En todo caso, también se considera acreditado, con el informe aportado por la demandada y la declaración del perito don Jenaro en el acto de la vista, que, tanto Bardhaman como Kolkata son zonas con un alto porcentaje de humedad en el ambiente, en general.

(ix) Las relaciones comerciales entre las partes se vienen produciendo de forma habitual desde hacía tiempo, realizando transportes de la misma mercancía y desde el mismo origen y con el mismo destino (docs. 1 a 5 consistentes en facturas de otros transportes iguales). Y el exportador de la mercancía, la mercantil Justify Lifestyle Private Limited, es una empresa dedicada a la comercialización de dicho producto, ostentando todos los certificados necesarios que acreditan el cumplimiento de las exigencias internacionales para la exportación de este tipo de productos de bolsas de yute, (docs. 11 y 12 de la demanda).

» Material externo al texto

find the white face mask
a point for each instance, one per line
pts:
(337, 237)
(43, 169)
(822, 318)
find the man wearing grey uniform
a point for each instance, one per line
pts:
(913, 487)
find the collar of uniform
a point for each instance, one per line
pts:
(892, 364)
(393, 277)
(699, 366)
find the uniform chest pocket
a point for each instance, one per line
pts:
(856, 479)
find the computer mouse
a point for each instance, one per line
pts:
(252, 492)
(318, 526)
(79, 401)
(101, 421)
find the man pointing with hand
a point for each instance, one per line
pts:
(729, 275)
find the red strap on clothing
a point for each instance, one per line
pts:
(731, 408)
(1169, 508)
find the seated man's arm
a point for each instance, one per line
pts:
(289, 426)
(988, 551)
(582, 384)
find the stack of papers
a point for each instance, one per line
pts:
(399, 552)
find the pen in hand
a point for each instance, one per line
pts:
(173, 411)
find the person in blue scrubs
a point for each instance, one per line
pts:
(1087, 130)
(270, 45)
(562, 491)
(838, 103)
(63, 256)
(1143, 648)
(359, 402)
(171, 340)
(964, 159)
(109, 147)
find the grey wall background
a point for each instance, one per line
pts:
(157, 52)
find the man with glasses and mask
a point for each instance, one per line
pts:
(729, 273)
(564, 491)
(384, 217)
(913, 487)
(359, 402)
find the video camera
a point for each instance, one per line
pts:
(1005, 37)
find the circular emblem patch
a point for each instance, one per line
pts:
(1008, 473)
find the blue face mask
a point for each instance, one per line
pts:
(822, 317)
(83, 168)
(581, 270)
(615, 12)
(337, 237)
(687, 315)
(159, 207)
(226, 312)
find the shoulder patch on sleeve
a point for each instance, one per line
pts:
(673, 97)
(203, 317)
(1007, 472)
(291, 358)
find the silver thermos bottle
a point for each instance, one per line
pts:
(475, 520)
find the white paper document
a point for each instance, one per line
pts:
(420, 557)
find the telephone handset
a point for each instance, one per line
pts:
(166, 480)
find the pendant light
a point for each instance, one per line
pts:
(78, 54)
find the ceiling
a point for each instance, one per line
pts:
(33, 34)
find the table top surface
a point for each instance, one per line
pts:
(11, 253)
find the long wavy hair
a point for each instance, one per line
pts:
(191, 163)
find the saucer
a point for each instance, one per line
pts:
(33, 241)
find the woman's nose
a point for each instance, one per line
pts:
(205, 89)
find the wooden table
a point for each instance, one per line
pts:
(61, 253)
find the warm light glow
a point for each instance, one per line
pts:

(x) Ni por el transportista contratado por Stock Logistic Transport para trasladar el contenedor desde el puerto de Valencia hasta sus dependencias en Benifaió, ni en el almacén de Aldisa, donde se recibió el contendor y se abrió para sacar la mercancía, se detectó ningún daño aparente en el exterior del contenedor, y verificaron que se encontraba debidamente cerrado y precintado. Tampoco se detectaron, tras su apertura en Aldisa, señales o condiciones de estanqueidad en su interior.

Sin embargo, sí se detectaron ligeros deterioros en las cajas transportadas, como si hubiesen estado sometidas a mucha humedad o se hubiesen mojado en algún momento no muy reciente (documentos 2 y 3 de la contestación a la demanda).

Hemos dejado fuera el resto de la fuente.